Clear parallels can be found in comparison with the various yoga systems, Buddhism and Zen Buddhism, the Tantra systems and Christian mysticism. The meditative exercises of all these spiritual traditions, as well as the higher levels of Qigong, cannot be practiced without their spiritual background. They are embedded in the understanding of basic ethical attitudes and only through this unfold their full effectiveness. Because the actual goal of these exercises is not the private happiness of the individual human being, but the connection of the human being with the cosmos.

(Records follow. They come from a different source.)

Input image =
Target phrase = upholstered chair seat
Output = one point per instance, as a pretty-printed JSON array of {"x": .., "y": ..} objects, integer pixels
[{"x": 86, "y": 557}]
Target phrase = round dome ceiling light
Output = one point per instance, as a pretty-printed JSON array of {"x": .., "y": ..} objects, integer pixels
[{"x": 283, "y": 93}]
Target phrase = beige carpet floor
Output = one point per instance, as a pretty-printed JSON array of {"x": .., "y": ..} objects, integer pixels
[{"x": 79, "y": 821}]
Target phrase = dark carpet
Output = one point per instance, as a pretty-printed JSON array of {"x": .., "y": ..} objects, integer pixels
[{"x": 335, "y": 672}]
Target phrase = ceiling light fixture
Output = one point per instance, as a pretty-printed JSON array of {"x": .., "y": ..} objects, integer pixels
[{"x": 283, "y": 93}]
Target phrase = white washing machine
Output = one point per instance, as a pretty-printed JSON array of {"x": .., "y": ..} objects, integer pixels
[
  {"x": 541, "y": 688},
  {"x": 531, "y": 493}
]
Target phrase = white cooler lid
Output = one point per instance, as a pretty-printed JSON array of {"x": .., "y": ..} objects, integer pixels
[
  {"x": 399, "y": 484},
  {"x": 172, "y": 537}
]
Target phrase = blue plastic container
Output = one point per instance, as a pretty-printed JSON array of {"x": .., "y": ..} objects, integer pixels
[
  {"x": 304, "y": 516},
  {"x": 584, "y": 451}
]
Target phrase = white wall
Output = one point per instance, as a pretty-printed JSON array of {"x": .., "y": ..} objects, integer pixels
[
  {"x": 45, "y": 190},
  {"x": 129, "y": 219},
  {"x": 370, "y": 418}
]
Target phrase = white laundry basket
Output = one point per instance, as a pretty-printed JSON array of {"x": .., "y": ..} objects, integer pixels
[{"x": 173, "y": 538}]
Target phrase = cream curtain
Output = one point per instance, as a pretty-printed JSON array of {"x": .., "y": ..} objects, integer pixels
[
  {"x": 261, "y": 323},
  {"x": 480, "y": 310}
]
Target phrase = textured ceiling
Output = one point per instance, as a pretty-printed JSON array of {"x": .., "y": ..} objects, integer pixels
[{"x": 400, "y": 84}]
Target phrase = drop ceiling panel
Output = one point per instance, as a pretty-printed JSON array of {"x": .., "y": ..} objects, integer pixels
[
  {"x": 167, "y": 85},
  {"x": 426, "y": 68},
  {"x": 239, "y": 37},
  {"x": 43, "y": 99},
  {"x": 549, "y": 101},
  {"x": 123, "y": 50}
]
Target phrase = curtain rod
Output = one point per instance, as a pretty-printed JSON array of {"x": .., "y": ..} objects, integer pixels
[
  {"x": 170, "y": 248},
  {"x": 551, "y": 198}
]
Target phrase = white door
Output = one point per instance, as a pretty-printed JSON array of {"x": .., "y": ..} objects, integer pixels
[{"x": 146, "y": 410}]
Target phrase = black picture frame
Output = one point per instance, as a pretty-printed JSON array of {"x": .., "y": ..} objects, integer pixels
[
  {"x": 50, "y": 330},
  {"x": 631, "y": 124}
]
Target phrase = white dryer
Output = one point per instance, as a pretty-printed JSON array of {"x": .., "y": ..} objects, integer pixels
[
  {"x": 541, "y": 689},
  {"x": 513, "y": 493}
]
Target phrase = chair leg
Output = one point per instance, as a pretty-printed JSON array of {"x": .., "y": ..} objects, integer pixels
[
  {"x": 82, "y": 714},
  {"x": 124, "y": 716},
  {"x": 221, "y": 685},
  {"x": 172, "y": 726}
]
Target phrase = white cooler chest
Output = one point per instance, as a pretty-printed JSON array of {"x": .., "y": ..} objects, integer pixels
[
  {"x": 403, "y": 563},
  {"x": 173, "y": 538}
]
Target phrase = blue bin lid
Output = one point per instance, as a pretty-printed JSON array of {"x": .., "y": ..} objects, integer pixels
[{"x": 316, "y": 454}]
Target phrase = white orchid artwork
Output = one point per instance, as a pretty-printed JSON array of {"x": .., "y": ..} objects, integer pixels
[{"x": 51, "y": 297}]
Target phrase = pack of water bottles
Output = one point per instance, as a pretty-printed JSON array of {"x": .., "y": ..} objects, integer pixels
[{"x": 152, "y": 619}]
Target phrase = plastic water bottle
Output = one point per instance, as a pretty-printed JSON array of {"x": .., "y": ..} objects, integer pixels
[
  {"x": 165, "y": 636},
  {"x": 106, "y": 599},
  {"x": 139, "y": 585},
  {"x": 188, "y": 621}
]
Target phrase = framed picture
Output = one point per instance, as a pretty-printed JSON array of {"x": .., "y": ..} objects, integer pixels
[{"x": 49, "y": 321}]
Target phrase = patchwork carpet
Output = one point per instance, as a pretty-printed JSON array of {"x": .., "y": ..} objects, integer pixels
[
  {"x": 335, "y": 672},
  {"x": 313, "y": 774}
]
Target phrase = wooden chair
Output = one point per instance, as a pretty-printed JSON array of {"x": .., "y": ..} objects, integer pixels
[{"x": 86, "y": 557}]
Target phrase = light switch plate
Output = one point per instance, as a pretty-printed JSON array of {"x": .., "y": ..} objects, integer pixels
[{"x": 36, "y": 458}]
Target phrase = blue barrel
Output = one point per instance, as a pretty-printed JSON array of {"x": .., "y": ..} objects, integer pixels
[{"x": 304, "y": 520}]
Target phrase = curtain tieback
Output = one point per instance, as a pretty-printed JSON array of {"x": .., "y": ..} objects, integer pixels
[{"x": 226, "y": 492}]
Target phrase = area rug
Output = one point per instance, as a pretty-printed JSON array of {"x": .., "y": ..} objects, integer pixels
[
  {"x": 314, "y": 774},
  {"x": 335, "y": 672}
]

This requires the inner readiness of the individual to put his self, with all his desires, feelings and views about the world, in the background and to direct his senses completely inwards.

WHAT IS QI?

One of the biggest misunderstandings in the field of Qigong and meditation has arisen through the term Qi. In China and also among the qigong practitioners of the West one speaks constantly of Qi. For many people, however, the word “qi” conceals the great unknown. Some voices therefore ask for a concrete definition of the term or think they have already found it.
Even though such a definition is very important and is likely to clarify many misunderstandings, one thing should not be forgotten: Qi is just a name. A name for something you can experience for yourself. And somehow it has to do with liveliness. That’s why I like to ask back: “What is life?